A few dings and minor scratches on any cutting board are typical, but what if there are deep gouges that are making it difficult to clean or cut on?
Before you rush to buy a new cutting board, consider resurfacing your old one. As long as it doesn’t have cracks or deep crevices, you can breathe new life into a worn cutting board instead of replacing it.
After cooking in professional kitchens for 15 years and as a frugal parent who wants to get the most out of their kitchenware, here’s a guide to making your cutting board surface new again.
How To Sand And Resurface Your Plastic Cutting Board
What You’ll Need
- A clamp or two. Not 100% necessary, but will make the job 100 times easier.
- Steel wool.
- 80-220 grit sandpaper (ideally with an electric sander).
- A drop cloth to keep the plastic debris contained. Newspapers or a trash bag work well for this.
- Eye protection.
- Dust mask.
Prepare Your Work Area And Cutting Board
First, prepare your work area by covering the surface with towels, newspaper, a large trash bag, or other drop cloth of your choice. This will help catch any plastic debris and make cleaning a little easier.
Next, clamp the cutting board to the table or counter. If you can, prepare a space outdoors or in a garage. That way, you don’t risk spreading plastic debris throughout your house.
Two clamps are ideal, but one will work. With one, you’ll have to use a free hand to apply pressure on the other side of the board while you work. The important thing is to keep the board stabilized.
Protective eyewear and a mask are highly recommended as they will keep debris from getting into your eyes and breathing in any plastic dust. It can get quite messy!
Pro-tip: If you have a lot of plastic wrap on hand, consider covering your workspace with it. You can wrap up all the plastic debris into a ball for easy disposal!
Scrape The Surface With Steel Wool
To prepare the board for sanding, scrape your plastic cutting board with steel wool to remove any loose plastic.
Pay special attention to deeper grooves or any plastic protrusions. Scraping with the steel wool will prepare the board and make the next step easier. A bumpy or overly rough surface will wear out sandpaper faster and potentially tear it.
Sand The Surface
With your sander of choice (or by hand…), sand the entirety of the surface in circular motions. Then, sand lengthwise with back and forth motions, and finally crossways with back and forth motions.
While you’re doing this, frequently wipe the surface of debris to prevent excess plastic from gumming up on the surface or on the sandpaper. Repeat these movements until the top layer is removed.
I’ve had success using a rotary sander and 220 grit sandpaper. But you can also use an orbital or belt sander instead. I prefer using a rotary sander because it doesn’t vibrate as aggressively as an orbital sander.
If you don’t have an electric sander, sanding by hand will work but will take a lot more time and effort. At the very least, I would recommend buying an inexpensive sanding block.

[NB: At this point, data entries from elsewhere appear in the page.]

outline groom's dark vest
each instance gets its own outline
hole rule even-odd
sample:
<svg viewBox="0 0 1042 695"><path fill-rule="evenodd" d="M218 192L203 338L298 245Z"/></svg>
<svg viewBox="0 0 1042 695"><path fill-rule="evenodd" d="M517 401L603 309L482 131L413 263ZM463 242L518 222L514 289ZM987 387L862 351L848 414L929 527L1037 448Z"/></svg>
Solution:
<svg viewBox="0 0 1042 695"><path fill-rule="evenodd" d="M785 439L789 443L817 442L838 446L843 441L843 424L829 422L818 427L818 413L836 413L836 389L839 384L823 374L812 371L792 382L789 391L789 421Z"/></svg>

Consider starting with a coarser grit and progressing to 220 grit. For most cases, I’ve been able to get the job done using only 220 grit. But, if you find that you’re not making much progress, use a coarser grit and then work your way back up.
Clean The Board
After sanding the cutting board, wipe away any loose plastic debris and dust. I like to use a hand vacuum at this step, but a small brush and dustpan work as well.
Then, before you rinse the board, wipe away any remaining plastic using a damp towel.
Finally, rinse and wash your board under the sink with soap and water. Feel free to run it through the dishwasher after you’ve dusted and rinsed any remaining debris.
Pro-tip: Don’t rinse any plastic down the sink drain. Plastic particles can settle in your pipes and cause major headaches!
When To Cut Your Losses & Buy A New Cutting Board
Deep fissures can harbor bacteria or mold and make for an uneven and unpleasant cutting surface. Resurfacing a board is the best idea that can save some money, as long as the blemishes aren’t too severe.
If your cutting board has deep gouges, about a quarter-inch or more, or cracks that look like the board is going to break, it might be time to cut your losses.
I try to resurface my plastic cutting boards every few months. But I use them A LOT, so this has saved me many trips to the store.
If a cutting board looks like it’s about to break or has a deep fracture that runs a significant length of the board, resurfacing it isn’t going to help too much. Luckily, you can find a quality plastic cutting board for under $25.
Or, consider spending a little more for a thick, heavy-duty cutting board. They stay put better during use, won’t warp, and can be used and resurfaced for years and years.
Frequently Asked Questions
Can you resurface a cutting board?
You can resurface a cutting board with a sander as long as the cuts aren’t too deep.
How long does a plastic cutting board last?
Plastic cutting boards can last for several years with proper care. It’s time to replace them when they break or develop deep crevices.
How do you clean a dirty plastic cutting board?
You can run a dirty plastic cutting board through the dishwasher or clean it by hand with soap and hot water.